Infosys surprised the market with better-than-expected revenues and net profit on the back of strong volume growth and improved operating margins.

Net profit grew 21.6 per cent to ₹2,886 crore while revenue increased 13.3 per cent to ₹12,770 crore, year-on-year. Operating margins were 25.1 per cent this quarter compared with 25.5 per cent on a sequential basis. Infosys had expected the margin to dip by 2 per cent to 2.5 per cent.

Infosys has decided to retain its annual revenue guidance for FY15 at 5.6-7.6 per cent in rupee terms and 7-9 per cent in dollar terms, which is still much lower than Nasscom’s estimates of 13-15 per cent growth in dollar terms, for the industry.

Infosys signed five new contracts, with a total value of $700 million, and added 61 clients during the quarter. With a net addition of 879 employees, the total headcount of the company stood at 1,61,284 as of June 30. Earnings per share were ₹50.51 for the quarter.

Attrition woes However, the quarter saw the company battling with an all-time-high attrition rate of 19.5 per cent this quarter, up from 16.9 per cent in the same quarter last year, and 18.7 last quarter.

“The high attrition rate means that in two years, Infosys could potentially have a completely new set of employees,” said Sundararaman Vishwanathan, Manager Consulting, Zinnov.

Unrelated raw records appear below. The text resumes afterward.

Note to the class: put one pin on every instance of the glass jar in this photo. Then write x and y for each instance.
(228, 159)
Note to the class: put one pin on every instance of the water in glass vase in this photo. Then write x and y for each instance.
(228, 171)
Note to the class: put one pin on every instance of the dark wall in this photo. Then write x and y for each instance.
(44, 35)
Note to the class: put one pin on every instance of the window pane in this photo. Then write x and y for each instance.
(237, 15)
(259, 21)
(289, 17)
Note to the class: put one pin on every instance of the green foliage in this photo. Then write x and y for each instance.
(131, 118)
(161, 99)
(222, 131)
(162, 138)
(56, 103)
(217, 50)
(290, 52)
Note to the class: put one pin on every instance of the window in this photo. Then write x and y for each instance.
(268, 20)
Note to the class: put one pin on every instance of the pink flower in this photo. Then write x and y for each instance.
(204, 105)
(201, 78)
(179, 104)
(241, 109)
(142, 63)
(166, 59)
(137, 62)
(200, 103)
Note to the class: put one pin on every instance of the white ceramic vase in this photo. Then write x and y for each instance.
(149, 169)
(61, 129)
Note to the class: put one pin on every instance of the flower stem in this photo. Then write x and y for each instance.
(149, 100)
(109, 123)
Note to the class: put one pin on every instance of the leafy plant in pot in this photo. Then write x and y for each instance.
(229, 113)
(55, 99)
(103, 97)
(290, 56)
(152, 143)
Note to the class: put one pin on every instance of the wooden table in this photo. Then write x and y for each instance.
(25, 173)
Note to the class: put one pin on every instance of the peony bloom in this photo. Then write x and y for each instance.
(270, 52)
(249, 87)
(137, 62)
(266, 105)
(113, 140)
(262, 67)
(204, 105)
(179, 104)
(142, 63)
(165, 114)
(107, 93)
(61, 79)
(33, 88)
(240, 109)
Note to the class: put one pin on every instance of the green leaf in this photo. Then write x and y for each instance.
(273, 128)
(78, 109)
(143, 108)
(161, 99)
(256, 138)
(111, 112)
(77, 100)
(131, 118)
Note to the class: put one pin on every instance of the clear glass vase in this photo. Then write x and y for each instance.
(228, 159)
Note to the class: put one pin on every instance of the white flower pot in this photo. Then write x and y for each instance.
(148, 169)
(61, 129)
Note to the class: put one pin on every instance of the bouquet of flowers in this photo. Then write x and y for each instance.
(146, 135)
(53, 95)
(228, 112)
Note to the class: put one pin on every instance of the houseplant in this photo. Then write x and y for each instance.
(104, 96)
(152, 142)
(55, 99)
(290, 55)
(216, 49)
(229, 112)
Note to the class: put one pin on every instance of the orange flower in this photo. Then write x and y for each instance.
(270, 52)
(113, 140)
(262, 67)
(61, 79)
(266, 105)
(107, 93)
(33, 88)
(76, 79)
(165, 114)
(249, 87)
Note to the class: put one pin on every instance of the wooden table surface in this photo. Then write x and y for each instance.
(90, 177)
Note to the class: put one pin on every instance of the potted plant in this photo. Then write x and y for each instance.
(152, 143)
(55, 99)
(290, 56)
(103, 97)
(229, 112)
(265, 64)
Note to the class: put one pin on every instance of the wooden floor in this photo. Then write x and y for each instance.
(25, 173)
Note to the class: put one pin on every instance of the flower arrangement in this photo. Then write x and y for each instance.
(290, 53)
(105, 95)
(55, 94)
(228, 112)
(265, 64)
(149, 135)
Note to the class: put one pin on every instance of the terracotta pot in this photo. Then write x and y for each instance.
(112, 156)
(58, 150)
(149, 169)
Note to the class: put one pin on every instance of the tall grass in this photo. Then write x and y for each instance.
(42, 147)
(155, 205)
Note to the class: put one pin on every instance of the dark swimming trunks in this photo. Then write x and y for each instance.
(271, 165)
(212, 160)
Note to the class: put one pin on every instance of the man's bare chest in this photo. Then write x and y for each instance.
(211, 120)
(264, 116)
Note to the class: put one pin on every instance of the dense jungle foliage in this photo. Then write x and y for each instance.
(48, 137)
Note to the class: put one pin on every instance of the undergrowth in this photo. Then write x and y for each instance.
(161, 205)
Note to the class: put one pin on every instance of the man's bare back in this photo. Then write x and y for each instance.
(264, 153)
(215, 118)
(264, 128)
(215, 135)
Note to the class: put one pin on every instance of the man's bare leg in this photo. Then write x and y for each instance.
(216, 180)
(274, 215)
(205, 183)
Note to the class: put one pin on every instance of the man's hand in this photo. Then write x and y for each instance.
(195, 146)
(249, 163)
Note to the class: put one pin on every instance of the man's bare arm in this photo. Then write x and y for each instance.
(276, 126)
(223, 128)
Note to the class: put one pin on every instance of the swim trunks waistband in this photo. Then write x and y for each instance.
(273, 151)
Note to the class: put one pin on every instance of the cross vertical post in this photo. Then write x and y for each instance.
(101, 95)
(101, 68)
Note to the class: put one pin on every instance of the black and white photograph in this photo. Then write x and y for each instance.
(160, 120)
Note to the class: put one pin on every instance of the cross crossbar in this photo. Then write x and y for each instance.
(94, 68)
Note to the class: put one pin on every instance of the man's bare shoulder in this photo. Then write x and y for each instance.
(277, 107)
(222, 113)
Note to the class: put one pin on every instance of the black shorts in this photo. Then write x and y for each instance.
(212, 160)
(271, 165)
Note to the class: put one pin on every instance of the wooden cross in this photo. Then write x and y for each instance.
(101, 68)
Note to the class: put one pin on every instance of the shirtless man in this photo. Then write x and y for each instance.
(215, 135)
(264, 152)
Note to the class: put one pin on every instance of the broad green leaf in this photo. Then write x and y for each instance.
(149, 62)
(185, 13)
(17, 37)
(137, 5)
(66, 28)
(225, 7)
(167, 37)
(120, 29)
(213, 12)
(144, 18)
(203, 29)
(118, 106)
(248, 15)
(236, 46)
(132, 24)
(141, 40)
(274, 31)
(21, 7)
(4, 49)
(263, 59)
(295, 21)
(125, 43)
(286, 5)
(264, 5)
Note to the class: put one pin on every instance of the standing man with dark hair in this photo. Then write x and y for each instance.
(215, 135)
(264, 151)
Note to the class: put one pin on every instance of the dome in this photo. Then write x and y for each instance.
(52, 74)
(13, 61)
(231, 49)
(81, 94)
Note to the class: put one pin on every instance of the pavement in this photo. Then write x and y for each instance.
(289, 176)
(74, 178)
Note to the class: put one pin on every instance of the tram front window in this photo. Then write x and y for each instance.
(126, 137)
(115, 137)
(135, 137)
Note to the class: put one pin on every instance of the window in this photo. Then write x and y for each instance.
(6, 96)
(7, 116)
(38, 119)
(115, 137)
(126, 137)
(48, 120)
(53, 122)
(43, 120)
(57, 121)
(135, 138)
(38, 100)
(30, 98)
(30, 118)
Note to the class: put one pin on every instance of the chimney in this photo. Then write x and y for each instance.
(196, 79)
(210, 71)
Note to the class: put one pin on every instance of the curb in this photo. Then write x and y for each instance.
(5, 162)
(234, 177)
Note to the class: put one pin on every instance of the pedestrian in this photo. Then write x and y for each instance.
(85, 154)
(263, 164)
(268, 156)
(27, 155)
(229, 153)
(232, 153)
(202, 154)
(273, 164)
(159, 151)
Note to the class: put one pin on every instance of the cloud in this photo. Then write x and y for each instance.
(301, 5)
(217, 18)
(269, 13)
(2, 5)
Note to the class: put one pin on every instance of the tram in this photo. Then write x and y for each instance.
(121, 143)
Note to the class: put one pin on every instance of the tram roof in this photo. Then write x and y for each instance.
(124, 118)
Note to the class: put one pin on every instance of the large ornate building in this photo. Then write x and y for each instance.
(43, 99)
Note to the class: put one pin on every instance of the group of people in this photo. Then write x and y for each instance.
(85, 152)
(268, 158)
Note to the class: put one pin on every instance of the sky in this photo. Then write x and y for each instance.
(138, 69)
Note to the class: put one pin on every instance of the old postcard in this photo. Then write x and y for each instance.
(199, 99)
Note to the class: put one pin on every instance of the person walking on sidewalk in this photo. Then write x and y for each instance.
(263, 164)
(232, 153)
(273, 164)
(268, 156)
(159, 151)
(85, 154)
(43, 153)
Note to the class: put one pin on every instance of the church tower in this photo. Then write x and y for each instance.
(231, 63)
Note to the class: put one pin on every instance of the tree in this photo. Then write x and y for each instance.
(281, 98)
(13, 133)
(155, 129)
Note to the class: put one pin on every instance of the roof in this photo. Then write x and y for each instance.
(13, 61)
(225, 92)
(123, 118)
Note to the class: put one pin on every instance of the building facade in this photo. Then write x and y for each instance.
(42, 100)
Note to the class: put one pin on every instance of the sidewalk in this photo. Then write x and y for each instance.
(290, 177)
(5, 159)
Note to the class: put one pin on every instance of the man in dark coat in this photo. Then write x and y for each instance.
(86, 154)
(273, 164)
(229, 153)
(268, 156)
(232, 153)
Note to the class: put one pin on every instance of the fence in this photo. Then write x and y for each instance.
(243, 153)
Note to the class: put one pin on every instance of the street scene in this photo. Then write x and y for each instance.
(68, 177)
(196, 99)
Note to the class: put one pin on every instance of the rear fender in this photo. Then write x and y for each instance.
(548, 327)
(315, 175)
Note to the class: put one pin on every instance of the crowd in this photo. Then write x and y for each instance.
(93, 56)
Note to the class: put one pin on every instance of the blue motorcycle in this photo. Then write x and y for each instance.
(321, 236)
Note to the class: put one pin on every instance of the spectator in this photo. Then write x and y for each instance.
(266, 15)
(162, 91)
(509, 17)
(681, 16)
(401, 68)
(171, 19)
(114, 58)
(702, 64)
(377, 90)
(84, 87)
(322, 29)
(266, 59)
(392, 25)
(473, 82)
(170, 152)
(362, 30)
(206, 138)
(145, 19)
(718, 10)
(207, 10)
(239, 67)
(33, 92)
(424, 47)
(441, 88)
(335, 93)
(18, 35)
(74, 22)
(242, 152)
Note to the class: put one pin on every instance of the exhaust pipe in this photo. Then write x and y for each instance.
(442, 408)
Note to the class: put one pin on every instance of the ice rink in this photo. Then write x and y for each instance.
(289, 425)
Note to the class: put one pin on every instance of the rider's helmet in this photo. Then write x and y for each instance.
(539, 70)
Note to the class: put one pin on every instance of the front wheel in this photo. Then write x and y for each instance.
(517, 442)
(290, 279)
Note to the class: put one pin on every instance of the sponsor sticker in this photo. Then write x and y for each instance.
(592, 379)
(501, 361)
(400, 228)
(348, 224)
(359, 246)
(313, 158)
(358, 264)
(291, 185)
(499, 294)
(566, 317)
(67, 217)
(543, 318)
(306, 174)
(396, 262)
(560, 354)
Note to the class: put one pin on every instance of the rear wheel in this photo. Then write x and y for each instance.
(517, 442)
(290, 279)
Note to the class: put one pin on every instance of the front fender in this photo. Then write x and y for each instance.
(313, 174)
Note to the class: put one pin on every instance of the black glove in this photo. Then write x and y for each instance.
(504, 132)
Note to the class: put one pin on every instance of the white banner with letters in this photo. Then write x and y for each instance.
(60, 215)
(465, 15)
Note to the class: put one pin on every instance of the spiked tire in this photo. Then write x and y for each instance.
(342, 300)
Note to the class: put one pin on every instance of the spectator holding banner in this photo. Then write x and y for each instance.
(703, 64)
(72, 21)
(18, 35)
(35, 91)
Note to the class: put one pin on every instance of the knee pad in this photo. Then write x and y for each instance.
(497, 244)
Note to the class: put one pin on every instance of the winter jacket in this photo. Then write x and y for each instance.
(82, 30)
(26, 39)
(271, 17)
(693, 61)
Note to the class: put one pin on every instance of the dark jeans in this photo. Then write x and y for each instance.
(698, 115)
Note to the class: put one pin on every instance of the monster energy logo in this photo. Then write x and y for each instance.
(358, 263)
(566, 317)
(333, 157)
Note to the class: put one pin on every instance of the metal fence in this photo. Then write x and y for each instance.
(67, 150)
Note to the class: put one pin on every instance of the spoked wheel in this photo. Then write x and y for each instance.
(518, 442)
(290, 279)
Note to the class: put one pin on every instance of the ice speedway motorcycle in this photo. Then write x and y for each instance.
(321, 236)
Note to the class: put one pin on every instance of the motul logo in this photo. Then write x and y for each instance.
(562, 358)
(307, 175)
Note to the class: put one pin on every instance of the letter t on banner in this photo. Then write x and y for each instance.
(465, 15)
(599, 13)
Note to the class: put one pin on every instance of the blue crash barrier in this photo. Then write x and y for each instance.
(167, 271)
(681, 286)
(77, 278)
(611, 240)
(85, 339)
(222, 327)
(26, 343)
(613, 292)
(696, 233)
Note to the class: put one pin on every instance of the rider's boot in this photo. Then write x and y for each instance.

Outgoing CEO and MD SD Shibulal, said the demand environment was largely stable and pricing was also stable in most areas except in the case of commoditised services and large deals, which are price sensitive. “We are investing in emerging areas such as infrastructure services, emerging technologies and newer markets like Continental Europe. With all this, Infosys is stronger today than a few years ago. We have laid the foundation that will take Infosys to greater heights.”

Ashish Chopra, IT analyst, Motilal Oswal Securities, said the Q1 revenue was in line and sequential volume growth of 2.9 per cent was healthy. “Infrastructure Management Services grew 12 per cent sequentially, contributing 44 per cent to incremental revenues, suggesting that the company’s efforts and focus on the traditional commoditised Business IT Services segment is seeing some fruition.”

Compensation rise The company attributed its sequential drop of 0.8 per cent in revenue and 3.5 per cent in net profit to the annual compensation increase effective April 1, the ₹48-crore payout to Infosys Foundation to conform with Government CSR norms and higher visa costs incurred during the quarter.

Concurring that the results were in line with estimates, Daljeet S Kohli, Head of Research, IndiaNivesh Securities, said: “The surprise came from the less-than-expected contraction in the EBIT margin despite the wage hike and visa related costs. This illustrates that cost optimisation initiatives taken up earlier have started yielding results.” On Friday, the Infosys stock rose 1 per cent to close at ₹3,325.